Newly constructed closed-form soliton solutions, conservation laws and modulation instability for a (2+1)-dimensional cubic nonlinear Schrödinger's equation using optimal system of Lie subalgebra

The primary goal of this work is to derive newly constructed invariant solutions, conservation laws, and modulation instability in the context of the (2+1)-dimensional cubic nonlinear Schrodinger's equation (cNLSE), which explains the phenomenon of soliton propagation along optical fibers. The nonlinear Schrodinger equations and their various formulations hold significant importance across a wide spectrum of scientific disciplines, especially in nonlinear optics, optical fiber, quantum electronics, and plasma physics.

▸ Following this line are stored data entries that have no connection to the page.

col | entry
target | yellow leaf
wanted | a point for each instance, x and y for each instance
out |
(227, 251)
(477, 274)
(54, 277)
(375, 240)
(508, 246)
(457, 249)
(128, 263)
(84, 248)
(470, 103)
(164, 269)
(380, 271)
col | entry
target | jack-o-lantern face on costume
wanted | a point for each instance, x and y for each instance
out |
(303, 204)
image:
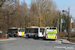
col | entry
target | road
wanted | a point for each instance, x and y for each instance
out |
(34, 44)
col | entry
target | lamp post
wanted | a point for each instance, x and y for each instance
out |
(68, 12)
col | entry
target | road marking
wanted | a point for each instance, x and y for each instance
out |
(8, 39)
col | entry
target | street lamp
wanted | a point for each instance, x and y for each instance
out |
(68, 12)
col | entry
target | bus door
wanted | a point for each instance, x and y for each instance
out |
(21, 32)
(41, 32)
(51, 33)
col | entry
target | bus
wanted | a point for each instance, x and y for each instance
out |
(21, 32)
(14, 32)
(50, 33)
(36, 32)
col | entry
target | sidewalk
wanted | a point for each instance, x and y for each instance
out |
(7, 39)
(64, 41)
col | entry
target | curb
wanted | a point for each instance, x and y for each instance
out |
(62, 41)
(8, 39)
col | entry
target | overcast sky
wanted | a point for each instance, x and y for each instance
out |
(61, 5)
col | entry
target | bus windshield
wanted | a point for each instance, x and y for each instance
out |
(12, 31)
(21, 30)
(32, 30)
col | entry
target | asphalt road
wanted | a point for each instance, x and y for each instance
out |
(34, 44)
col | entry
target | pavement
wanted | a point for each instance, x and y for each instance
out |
(7, 39)
(64, 41)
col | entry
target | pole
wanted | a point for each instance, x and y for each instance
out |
(8, 20)
(68, 22)
(61, 26)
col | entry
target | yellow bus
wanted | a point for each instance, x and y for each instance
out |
(50, 33)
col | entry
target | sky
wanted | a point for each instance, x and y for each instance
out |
(61, 5)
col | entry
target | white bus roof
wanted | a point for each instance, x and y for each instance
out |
(35, 27)
(13, 28)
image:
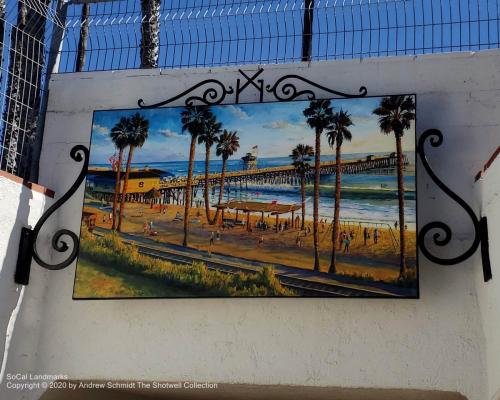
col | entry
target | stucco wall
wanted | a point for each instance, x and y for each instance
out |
(20, 309)
(488, 190)
(436, 342)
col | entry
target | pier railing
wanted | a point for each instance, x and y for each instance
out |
(286, 174)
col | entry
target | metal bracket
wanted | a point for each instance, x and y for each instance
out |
(480, 224)
(27, 246)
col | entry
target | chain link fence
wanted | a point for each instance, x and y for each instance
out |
(219, 33)
(42, 36)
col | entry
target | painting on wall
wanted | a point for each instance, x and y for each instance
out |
(281, 199)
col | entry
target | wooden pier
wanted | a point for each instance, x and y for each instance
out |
(172, 190)
(286, 174)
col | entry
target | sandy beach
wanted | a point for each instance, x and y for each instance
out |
(378, 261)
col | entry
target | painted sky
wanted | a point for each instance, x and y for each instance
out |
(275, 127)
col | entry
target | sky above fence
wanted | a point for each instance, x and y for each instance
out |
(201, 33)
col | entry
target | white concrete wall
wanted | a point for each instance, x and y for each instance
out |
(488, 190)
(20, 307)
(436, 342)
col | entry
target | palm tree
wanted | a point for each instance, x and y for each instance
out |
(301, 155)
(319, 116)
(227, 144)
(150, 33)
(307, 30)
(193, 119)
(338, 131)
(84, 34)
(119, 136)
(138, 133)
(395, 116)
(209, 136)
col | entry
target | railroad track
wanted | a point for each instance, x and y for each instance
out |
(302, 286)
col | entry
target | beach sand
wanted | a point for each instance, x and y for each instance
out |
(378, 261)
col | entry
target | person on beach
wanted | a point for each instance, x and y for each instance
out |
(341, 239)
(298, 241)
(347, 243)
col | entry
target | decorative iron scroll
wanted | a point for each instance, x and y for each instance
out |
(28, 249)
(284, 89)
(288, 91)
(443, 234)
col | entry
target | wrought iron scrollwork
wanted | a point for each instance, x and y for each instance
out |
(287, 91)
(211, 96)
(28, 246)
(442, 232)
(284, 89)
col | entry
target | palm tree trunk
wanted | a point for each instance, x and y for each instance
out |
(303, 195)
(221, 191)
(125, 187)
(317, 158)
(307, 30)
(117, 187)
(150, 33)
(82, 42)
(336, 213)
(205, 189)
(401, 200)
(187, 205)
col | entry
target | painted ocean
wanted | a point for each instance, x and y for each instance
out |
(369, 196)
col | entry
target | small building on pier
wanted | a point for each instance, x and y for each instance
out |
(102, 181)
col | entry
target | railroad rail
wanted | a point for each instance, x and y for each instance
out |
(304, 287)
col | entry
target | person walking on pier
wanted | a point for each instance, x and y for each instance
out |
(347, 243)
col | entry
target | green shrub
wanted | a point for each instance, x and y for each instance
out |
(109, 251)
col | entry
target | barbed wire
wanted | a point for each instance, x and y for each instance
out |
(202, 33)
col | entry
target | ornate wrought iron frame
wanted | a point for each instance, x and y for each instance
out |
(283, 89)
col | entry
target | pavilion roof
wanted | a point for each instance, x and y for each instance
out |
(256, 206)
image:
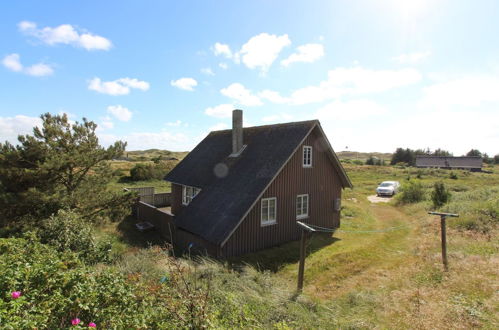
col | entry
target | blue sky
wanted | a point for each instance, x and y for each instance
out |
(162, 74)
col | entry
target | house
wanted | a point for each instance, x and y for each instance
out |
(447, 162)
(242, 190)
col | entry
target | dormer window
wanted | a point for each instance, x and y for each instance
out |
(307, 156)
(188, 194)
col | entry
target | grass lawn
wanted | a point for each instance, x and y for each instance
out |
(391, 277)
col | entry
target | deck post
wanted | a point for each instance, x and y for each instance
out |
(301, 268)
(444, 242)
(443, 235)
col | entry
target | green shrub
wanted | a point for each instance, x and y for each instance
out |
(411, 192)
(440, 195)
(56, 287)
(67, 231)
(478, 209)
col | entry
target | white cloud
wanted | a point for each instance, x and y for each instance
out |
(222, 49)
(186, 84)
(39, 70)
(351, 110)
(65, 34)
(218, 127)
(207, 71)
(262, 50)
(463, 131)
(13, 63)
(241, 94)
(281, 117)
(354, 81)
(220, 111)
(11, 127)
(117, 87)
(120, 112)
(471, 91)
(174, 124)
(411, 58)
(273, 96)
(306, 53)
(106, 123)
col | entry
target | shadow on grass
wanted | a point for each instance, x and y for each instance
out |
(273, 259)
(130, 235)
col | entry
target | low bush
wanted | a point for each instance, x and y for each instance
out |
(68, 231)
(412, 191)
(46, 289)
(478, 209)
(440, 195)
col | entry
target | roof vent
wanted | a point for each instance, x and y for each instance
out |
(237, 133)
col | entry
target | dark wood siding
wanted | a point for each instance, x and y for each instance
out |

In this context, we utilize Lie symmetry analysis to determine the vector fields and assess the optimality of the governing equation. Upon establishing the optimal system, we derive similarity reduction equations, thereby converting the system of partial differential equations into a set of ordinary differential equations. Through the simplification of these ordinary differential equations, we are able to construct several optically invariant solutions for the governing equation. Furthermore, through the utilization of the generalized exponential rational function (GERF) approach, we have derived additional intriguing closed-form solutions. Conservation laws are derived for the governing equation by utilizing the resulting symmetries introduced by the Ibragimov scheme. Furthermore, modulation instability and gain spectrum are derived for this equation to understand the correlation between nonlinearity and dispersive effects. To provide a comprehensive and insightful portrayal of our findings, we have created three-dimensional (3D) visualizations of these solutions, which reveal the periodic waves and the solitary wave structures. The form of cubic nonlinear Schrodinger's equation discussed in this article and the optical solutions obtained have never been studied before. Also, these attained solutions can be beneficial to study analytically the identical models arising in fluid dynamics, birefringent fibers, plasma physics, and other optical areas.